Never had an issue with sweaty feet. But I think I am one of those folk whose feet simply don't sweat. And what is the biological advantage of losing heat through such a relatively small body part, especially since this part of the body has been covered ancestrally by many human beings for millennia?
 
Never had an issue with sweaty feet. But I think I am one of those folk whose feet simply don't sweat. And what is the biological advantage of losing heat through such a relatively small body part, especially since this part of the body has been covered ancestrally by many human beings for millennia?
I‘m afraid, I’m unable to answer that. It may well be that it is no more than a product of imagination but I believe to feel it. I have stripped some of the rubber-blemished pairs, some I might just walk off. By the way: I have never had handwelted shoes resoled and am thinking about that for future jobs on Vass. Does anyone have any experience with their resoling service? I‘m not sure whether a machine-stitched sole would alter anything significantly but am losing trust in my cobbler slowly.
 
People who routinely topy their soles probably also use those plastic couch covers. Don’t trust them.

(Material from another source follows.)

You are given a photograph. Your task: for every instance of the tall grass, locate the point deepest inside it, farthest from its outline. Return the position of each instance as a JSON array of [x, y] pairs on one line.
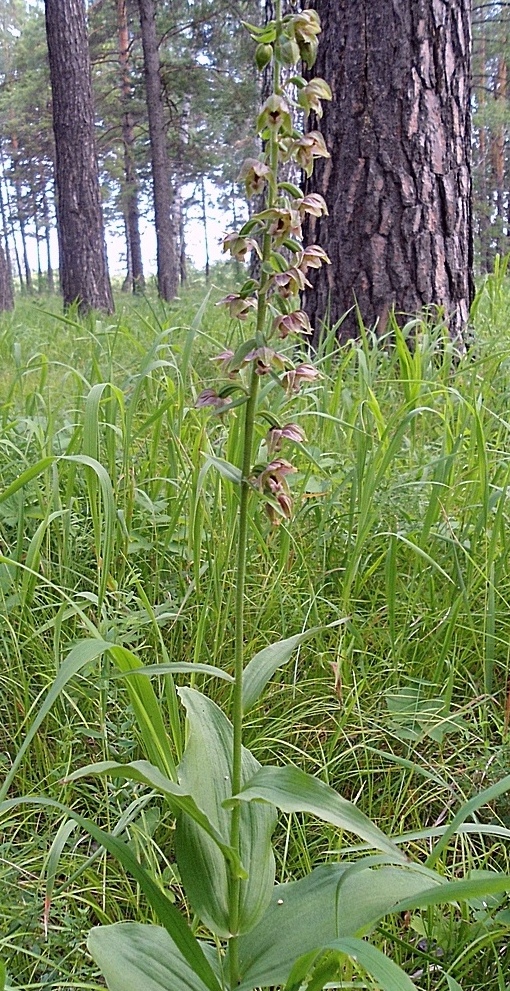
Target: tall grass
[[112, 521]]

I really like those plastic covers for Jewish Shtreimel hats. I would get one, but Shtreimels are very expensive and I am not actually Jewish - so they might not sell one to me anyway.
 
I'm with fxh fxh on Topy and preventing death on marble or highly polished floors. A bit of moisture and it's easy to blow a wheel when you leather heel goes sliding out from under you.
 
I'm with fxh fxh on Topy and preventing death on marble or highly polished floors. A bit of moisture and it's easy to blow a wheel when you leather heel goes sliding out from under you.
Ever since a pair of double leather soled C&Js tried to kill me in the Parisian subway topy it is. Being a heavier person I still chose to have them resoled after a few years as the shoes tend to lose shape and stiffness over time.